粗糙的花岗岩墙面一路延伸,没有光亮,只有尽头似乎点了微弱的火把。
卡尔萨斯抓着她的肩膀,将她按到墙上,声音沙哑地问:“是谁?为什么?是奥多?是他要和你一起逃走?”
他凑得很近,是再低头就可以亲吻上的距离,每个字的吐息都落在她脸上。他的眼睛里有最热最毒辣的火焰,吐出的字句却压抑而克制得如冰。
奈莉哽了哽,闭上眼,几乎无法成句:“我……”她长长抽了口气,咬着牙抬头看向对方,清晰地说:“我不是这个世界的人,我想回家,与其他人无关。”
卡尔萨斯搭在肩头的手指愈发用力,像要掐进她的骨肉里去。
她皱眉,咬唇忍住痛呼,迎着那双血一样颜色的眼睛看回去,一字一顿地重复:“我想回家。请你,求你让我回家。”
晦暗光线中卡尔萨斯的肤色愈发显得惨白,他笑了,眼神亮到疯狂:“我不会放你走的,不管对方是谁,我都不会让你离开我。”
他的手指悄然攀上她的脸颊,温存而轻柔地一路描摹。他以最温良无害的语气轻轻开口:“奈莉,你是我的,只能是我的。”
奈莉在他的触碰下全身战栗,不由别过头去,却被扳正了脸。
“看着我,你只要看着我就够了。”卡尔萨斯逼着她看向他的双眼,那深红的眸底有令人发狂的魔力。奈莉觉得自己的意识渐渐稀薄,想从这迷幻中挣扎,却只听到那清冷却字字疯狂的声音,以冷静的语气在她耳边继续响起:
“其他的事,忘掉就可以了。”
一切都堕入黑暗。
醒来的时候奈莉头很痛。
落地窗透进的光线洒落了一地,已经是下午。她抱着膝盖努力回想回到房间前的事,却头疼欲裂。想不起来,什么都想不起来,记忆被粗糙地截断在前一天下午,她只记得喂卡尔萨斯奶酪的情形,但她很清楚之后肯定还发生了什么。
而且一定是非常可怕的事。
用力甩甩头,奈莉光脚下床,随意看了一圈房中景象,发觉床边的梳妆台上多了两叠衣物。与引导精灵衣物相似的蓝白配色,抖开一看,是条长及膝盖的连衣裙、一件短披风和整套的饰品,布料和裁剪都十分考究,却莫名让她不自在。

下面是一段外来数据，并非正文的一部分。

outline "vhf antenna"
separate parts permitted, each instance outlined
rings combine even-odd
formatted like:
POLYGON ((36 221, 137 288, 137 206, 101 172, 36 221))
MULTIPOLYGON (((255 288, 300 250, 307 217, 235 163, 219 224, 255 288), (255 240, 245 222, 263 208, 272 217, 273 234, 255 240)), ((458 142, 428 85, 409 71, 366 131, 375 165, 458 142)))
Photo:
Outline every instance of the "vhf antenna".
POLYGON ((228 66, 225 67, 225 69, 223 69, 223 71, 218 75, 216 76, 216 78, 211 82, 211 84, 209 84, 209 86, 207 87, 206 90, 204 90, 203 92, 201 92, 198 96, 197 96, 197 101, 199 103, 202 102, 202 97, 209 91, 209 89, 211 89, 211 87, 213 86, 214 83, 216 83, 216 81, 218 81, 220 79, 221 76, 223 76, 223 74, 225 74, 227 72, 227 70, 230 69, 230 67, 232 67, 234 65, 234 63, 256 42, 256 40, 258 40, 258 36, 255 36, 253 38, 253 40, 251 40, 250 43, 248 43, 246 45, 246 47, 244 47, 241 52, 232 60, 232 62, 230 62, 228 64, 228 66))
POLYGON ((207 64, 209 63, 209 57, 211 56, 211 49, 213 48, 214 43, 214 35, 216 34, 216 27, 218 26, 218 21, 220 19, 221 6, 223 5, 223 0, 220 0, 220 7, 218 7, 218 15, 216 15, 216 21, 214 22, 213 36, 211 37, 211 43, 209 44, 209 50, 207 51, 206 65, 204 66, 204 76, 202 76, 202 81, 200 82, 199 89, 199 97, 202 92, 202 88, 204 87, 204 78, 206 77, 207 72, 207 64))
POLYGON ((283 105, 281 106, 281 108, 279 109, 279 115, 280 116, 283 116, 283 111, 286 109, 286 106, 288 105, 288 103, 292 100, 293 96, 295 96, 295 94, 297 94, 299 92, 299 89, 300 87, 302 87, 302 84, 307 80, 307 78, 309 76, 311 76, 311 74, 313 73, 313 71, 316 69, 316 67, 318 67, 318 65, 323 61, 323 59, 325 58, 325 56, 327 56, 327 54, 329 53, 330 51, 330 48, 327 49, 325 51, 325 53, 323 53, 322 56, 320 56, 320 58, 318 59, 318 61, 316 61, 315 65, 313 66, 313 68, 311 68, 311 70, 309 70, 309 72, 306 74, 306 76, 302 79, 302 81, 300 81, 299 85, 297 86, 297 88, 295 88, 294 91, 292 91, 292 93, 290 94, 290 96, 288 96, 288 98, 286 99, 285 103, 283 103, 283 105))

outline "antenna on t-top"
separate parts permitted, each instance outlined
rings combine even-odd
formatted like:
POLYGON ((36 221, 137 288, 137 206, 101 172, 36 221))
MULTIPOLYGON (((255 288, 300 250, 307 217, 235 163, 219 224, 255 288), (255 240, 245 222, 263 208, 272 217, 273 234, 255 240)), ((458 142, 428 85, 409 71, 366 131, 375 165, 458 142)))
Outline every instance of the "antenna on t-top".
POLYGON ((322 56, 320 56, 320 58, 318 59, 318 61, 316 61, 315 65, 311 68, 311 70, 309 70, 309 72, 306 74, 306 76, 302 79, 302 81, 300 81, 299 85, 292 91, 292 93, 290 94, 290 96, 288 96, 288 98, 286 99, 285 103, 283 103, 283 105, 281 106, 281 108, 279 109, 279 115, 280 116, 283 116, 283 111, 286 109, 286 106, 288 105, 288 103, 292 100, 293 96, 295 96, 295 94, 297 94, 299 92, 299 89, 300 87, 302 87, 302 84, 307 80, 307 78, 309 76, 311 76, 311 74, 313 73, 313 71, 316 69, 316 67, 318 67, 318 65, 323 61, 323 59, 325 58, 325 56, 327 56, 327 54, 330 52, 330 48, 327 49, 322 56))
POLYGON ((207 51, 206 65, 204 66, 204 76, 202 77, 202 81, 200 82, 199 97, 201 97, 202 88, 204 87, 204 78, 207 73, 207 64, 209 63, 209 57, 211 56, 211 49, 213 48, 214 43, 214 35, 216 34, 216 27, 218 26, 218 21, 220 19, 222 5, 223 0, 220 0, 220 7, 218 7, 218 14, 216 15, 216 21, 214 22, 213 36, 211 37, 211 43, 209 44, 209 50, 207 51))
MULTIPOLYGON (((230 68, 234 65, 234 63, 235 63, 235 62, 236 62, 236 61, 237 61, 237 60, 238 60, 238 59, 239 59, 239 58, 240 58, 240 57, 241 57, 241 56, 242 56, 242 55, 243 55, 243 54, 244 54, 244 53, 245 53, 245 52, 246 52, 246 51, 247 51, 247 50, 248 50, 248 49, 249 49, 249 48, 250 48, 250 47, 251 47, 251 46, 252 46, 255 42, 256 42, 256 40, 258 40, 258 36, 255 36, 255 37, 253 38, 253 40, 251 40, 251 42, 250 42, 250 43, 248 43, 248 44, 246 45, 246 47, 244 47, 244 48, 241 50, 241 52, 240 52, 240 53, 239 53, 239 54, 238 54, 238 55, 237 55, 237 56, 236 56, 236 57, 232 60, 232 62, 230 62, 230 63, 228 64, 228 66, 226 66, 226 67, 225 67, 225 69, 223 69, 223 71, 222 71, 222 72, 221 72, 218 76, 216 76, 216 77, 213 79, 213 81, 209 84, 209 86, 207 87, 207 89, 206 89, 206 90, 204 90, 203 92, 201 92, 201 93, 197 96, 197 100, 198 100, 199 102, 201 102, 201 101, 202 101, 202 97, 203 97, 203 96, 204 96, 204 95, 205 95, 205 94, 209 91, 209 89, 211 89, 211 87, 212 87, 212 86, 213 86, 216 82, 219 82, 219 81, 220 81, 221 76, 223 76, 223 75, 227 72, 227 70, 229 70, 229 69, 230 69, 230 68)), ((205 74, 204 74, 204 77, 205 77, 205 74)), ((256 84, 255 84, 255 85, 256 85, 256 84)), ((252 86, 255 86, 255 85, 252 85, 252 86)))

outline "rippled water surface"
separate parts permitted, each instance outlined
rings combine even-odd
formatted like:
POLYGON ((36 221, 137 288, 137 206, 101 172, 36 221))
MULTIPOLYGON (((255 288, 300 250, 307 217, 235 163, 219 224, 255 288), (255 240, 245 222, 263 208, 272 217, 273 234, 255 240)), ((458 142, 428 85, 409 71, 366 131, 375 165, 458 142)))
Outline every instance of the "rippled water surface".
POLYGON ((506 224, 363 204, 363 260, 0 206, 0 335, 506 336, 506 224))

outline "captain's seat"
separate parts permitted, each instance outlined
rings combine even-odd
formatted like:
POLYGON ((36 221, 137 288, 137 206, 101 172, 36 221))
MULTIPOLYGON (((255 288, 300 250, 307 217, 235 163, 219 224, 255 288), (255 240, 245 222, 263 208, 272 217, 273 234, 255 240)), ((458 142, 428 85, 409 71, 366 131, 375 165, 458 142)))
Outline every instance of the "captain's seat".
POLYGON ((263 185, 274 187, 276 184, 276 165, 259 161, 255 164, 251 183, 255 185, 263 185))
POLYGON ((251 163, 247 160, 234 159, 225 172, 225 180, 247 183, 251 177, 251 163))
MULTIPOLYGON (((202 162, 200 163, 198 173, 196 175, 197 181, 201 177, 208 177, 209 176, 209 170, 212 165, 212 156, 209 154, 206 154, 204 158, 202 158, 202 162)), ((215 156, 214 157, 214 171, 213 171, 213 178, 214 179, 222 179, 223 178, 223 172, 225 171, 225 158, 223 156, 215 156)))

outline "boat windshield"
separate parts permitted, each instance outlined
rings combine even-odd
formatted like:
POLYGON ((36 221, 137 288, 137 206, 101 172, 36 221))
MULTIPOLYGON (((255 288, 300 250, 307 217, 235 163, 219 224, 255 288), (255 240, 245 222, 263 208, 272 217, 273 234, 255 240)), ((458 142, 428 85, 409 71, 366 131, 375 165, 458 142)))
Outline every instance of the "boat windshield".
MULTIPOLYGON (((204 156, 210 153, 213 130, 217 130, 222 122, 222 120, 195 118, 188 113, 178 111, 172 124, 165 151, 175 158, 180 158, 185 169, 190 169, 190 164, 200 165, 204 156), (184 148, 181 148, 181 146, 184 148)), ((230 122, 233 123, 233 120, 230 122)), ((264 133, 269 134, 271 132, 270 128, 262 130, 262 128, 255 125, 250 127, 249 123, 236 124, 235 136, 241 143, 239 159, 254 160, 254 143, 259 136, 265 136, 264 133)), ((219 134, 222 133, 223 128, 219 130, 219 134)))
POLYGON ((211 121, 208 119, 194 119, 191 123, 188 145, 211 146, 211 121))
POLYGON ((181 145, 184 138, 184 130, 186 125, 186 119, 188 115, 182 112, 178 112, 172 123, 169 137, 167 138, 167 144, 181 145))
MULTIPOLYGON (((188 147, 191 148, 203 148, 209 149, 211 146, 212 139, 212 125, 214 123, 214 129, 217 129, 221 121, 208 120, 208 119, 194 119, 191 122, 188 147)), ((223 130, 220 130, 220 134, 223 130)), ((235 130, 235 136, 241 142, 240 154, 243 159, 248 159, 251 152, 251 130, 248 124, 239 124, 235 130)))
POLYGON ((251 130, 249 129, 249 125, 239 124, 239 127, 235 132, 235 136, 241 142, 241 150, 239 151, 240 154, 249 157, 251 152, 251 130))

奈莉看了看身上的白色睡衣,四顾也没找到原来的衣服,只能换上。才扣好最后一个纽子,就有人敲门。
她不太确定地问:“哪位?”
“在下给阁下送来下午茶。”是一个和蔼的女性声音。
奈莉将房门开了一条缝,只见是个穿着标准女仆装的妇人,手中端着装满食物的托盘。她不知为何感觉到了一丝微妙的不协调,好像有什么对不上号。她竭力回想之前是谁带她来的房间,却记不起来。
她索性暂时不去想,接过托盘礼貌地道谢:“谢谢,麻烦了。”
妇人行了个礼便离开了。
奈莉不由松了口气,回身将托盘搁在了门边的柜子上,并无去动的打算--她本能地信不过魔窟中的一切,绝不能吃这里的东西。
好在摄入食物对系统精灵本就不是必须,奈莉便在窗边重新坐下,仔细整理思绪。记忆异常的断口只能归咎于卡尔萨斯;如果说有什么事严重到不得不抹消,那一定妨碍了他的计划。
他到底有什么目的?
奈莉的头又疼起来。
仿佛是应和她的疑惑,敲门声再次响起。
“哪位?”
“奈莉。”
卡尔萨斯的声音令奈莉不由自主颤抖了一下。她惊异于自己的失常,心中愈加警惕,便没去开门,只问道:“有什么事吗?”
门外沉默了片刻。
而后卡尔萨斯平静的声音传来:“没什么。”
奈莉不安地等待了片刻,再没有声响,对方似乎真的离开了。她长长呼了口气,打消了出门寻找线索的念头--再碰上卡尔萨斯就不妙了。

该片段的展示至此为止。